The instrument has ten strings which are associated with the Ten Commandments, with strings called ‘beauty’, ‘wisdom’ and ‘spirituality’, while the left and right pillars stand for St.Michael and St.Gabriel, the upper bar is associated with the Almighty, the sound box with the womb of the virgin Mary. This ancient way of associations makes the instrument a tool to express a certain balance between virtues, as a secular form of music that can be felt directly. The sound of the instrument has a beautiful and powerful buzz which does not last as long as for instance the Indian sitar, but which fits well with a few other instruments from Africa based upon harps, lyres or other long string instruments. It remained a court or noble instrument.
The songs which are recorded on the CD are translated into English and show very much how the songwriters deal creatively with the Ethiopian interpretation of Biblical Christianity. Having the St.Michael’s pillar of the instrument in mind, one the songs says about St.Michael, “you rescue people from death”, just like an upwards movement, and about St.George “you come to rescue people from your fast horse”. It is possibly that certain periods there might have given certain meanings / teachings to certain positions on the harp to remember channelling and passing onwards certain spiritual thoughts and energies, where the strings could deliberately stimulate connections and combinations of healing and synthesizing energies, in a comparable way how the method of Kabala makes them aware, but only in theory. I’m not sure how much such teachings still exist, because I can only say that for this recording it are mostly a bit more comparable patterns that are being played, as if from a melodic-rhythmic tradition, but in harmony with the singing inspiration. It is generally known that each music form often tends to fall back on more recognisable patterns that are more connected with what certain groups of people who listen most often understand well (Middle Eastern, Turkish, Irish and Balkan music all tends to fall back on similar patterns, while they also have more possibilities). Once another combination is performed it immediately shows more effect. But I can assure that the buzzing string sound alone will leave an impact on the listener, and also with certain rhythmic patterns it gives a hypnotic effect as if listening to the warm comfort-giving sound of the purring of a cat, but then taken in a beautiful song context.

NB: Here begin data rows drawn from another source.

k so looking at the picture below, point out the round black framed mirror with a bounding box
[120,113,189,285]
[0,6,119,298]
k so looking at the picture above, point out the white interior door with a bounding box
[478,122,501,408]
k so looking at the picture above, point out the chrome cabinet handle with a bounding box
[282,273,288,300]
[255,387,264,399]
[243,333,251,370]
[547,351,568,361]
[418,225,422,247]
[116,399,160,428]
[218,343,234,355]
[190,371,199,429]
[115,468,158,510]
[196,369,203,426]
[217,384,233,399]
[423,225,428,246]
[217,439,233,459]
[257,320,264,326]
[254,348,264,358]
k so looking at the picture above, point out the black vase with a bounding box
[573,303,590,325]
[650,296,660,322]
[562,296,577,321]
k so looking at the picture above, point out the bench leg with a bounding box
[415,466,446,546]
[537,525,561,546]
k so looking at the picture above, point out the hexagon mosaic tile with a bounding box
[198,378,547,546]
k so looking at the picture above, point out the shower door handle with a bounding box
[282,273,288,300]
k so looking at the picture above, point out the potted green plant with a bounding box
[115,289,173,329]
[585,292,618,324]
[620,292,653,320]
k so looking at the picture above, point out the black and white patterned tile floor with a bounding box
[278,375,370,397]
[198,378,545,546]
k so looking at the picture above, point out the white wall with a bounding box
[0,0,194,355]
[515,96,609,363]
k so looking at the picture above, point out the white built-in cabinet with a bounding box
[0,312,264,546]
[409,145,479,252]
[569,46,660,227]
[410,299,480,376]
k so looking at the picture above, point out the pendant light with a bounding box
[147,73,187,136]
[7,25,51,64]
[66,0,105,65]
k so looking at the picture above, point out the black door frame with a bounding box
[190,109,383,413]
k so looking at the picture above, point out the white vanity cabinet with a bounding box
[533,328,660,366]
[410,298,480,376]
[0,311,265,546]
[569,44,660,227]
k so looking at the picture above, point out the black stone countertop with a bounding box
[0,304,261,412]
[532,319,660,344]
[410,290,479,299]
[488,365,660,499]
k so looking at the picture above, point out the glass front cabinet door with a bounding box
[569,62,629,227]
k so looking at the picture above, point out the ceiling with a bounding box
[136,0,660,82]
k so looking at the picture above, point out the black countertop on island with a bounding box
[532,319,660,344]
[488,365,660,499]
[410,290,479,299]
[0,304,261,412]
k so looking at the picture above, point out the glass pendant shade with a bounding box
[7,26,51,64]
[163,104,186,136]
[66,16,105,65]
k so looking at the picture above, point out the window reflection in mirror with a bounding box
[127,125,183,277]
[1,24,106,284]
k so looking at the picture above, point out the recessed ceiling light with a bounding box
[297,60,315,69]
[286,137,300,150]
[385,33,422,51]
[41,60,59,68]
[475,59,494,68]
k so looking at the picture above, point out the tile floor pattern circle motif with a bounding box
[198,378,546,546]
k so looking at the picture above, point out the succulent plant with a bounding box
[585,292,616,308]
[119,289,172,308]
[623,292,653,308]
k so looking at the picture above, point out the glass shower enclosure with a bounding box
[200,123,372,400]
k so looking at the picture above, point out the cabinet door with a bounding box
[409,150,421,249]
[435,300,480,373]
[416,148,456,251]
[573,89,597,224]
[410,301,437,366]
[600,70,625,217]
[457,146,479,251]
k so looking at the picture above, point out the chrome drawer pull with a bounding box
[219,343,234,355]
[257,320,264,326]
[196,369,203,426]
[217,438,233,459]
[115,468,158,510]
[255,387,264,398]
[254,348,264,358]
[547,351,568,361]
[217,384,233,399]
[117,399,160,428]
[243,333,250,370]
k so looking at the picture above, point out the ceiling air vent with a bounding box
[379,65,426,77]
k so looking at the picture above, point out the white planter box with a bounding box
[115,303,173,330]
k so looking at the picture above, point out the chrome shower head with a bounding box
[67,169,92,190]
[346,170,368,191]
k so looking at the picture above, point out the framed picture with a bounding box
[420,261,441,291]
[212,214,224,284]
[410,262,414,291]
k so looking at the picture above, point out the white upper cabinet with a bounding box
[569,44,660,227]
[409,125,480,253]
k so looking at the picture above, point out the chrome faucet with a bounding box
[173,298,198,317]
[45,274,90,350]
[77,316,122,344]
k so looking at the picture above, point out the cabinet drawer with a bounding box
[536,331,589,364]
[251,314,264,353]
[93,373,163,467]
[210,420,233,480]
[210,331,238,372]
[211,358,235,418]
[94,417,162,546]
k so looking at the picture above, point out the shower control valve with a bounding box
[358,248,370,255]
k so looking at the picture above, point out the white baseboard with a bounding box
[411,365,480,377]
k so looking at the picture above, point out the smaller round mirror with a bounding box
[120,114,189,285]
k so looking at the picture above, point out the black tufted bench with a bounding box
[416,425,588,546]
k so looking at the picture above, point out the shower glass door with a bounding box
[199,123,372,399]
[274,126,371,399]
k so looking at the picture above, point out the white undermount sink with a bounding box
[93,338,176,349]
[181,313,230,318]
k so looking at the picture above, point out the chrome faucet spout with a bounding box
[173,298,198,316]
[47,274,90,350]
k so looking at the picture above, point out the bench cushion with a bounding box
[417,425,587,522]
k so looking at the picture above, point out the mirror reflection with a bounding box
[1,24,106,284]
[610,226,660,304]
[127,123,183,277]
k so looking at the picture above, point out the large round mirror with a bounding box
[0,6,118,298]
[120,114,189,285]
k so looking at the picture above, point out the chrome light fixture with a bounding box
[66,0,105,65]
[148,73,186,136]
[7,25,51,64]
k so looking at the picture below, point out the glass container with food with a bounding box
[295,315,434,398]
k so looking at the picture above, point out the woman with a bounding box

The songs themselves of course we don’t understand directly (but you can read along the lyrics with the meaning of them if you wish to), so that part won’t have the same moving storytelling effect as on Ethiopians, while also this combination will still work, in a slightly meditative way, of feeding the soul in a more universal way we hardly can understand rationally why this is.
The effect of it is religion itself in a real sense, as if the hidden but true effect is the true synonym for God. Of course also a writer’s opinion participates in the songwriting, revealing slightly hidden descriptive double meanings related with certain conditions of events.